Although Riyadh is the main donor to Amman and the two neighbors are close allies, they have a historic rivalry. The Hashemites were the guardians of Mecca and Medina, the two most sacred sites of Islam, and ruled in the Hajj, in present-day western Saudi Arabia, until they replaced the Saudi family after World War I.
Some analysts believe that Saudi Arabia saw King Abdullah as an obstacle to the Abraham Accords and as an effort by the Trump administration to reach a possible normalization agreement between Tel Aviv and Riyadh.

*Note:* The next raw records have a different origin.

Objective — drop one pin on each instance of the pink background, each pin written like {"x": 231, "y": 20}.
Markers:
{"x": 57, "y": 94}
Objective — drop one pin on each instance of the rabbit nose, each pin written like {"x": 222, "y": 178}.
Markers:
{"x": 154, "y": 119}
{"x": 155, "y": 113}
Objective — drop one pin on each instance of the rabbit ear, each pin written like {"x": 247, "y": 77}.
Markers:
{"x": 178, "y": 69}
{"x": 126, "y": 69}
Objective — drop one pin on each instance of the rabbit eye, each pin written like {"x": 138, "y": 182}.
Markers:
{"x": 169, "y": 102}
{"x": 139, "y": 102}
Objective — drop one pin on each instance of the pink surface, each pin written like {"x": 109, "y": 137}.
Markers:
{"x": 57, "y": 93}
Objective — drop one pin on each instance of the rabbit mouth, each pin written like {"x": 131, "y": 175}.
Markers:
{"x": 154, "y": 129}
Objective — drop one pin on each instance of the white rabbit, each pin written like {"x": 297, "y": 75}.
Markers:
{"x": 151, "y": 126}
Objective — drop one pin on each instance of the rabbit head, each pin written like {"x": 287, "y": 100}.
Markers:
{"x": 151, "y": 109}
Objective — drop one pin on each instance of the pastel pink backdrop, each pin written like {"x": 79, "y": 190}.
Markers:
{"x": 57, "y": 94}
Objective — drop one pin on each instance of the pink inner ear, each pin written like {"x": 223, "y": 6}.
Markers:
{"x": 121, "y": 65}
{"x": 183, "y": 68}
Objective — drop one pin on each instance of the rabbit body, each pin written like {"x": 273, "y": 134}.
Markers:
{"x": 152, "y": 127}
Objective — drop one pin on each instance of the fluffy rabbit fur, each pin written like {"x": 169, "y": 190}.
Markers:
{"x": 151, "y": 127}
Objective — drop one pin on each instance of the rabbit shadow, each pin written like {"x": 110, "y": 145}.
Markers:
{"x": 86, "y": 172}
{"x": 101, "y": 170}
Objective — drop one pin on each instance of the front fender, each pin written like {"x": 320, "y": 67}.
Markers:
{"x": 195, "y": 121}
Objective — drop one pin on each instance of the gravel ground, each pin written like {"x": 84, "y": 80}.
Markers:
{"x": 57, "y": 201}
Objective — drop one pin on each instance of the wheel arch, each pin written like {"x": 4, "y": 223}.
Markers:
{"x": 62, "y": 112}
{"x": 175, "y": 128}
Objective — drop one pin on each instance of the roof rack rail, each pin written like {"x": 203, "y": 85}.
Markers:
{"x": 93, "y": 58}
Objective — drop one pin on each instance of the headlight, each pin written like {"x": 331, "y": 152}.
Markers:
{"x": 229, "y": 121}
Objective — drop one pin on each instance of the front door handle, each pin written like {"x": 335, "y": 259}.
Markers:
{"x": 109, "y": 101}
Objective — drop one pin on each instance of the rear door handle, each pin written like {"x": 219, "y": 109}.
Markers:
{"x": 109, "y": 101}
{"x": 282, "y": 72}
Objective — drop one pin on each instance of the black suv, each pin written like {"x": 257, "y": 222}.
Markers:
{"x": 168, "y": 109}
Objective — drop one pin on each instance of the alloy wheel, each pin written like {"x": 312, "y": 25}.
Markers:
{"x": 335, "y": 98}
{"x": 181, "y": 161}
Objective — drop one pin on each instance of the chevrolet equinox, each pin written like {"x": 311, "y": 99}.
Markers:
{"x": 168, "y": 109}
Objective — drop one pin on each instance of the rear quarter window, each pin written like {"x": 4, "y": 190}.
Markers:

The Hashemite king has custody of Christian and Muslim holy sites in East Jerusalem, and the MBS was intended to replace the Jordanian position in the city within any normalization agreement.
“Amman managed this file very carefully to avoid any consequences for the Jordan-Saudi relationship,” said Oraib Rantawi, director of the Al Quds-based Center for Political Research in Amman.
“Political will is not a big problem with the Saudis, it’s the last thing we need,” he added.
If there has been involvement in Saudi Arabia in the case, Sharafat says the bilateral relationship has not been publicly exercised, “the border is open, embassies are operating and Saudi businesses and partners are continuing as usual in Jordan.”
Still, Rantawi says an early apology would indicate Jordan’s desire to resolve the private rift between Hashemite and Saudi families.
“If Awadallah remains in prison for a long time, it will be a reflection of the poor state of Saudi relations,” he said.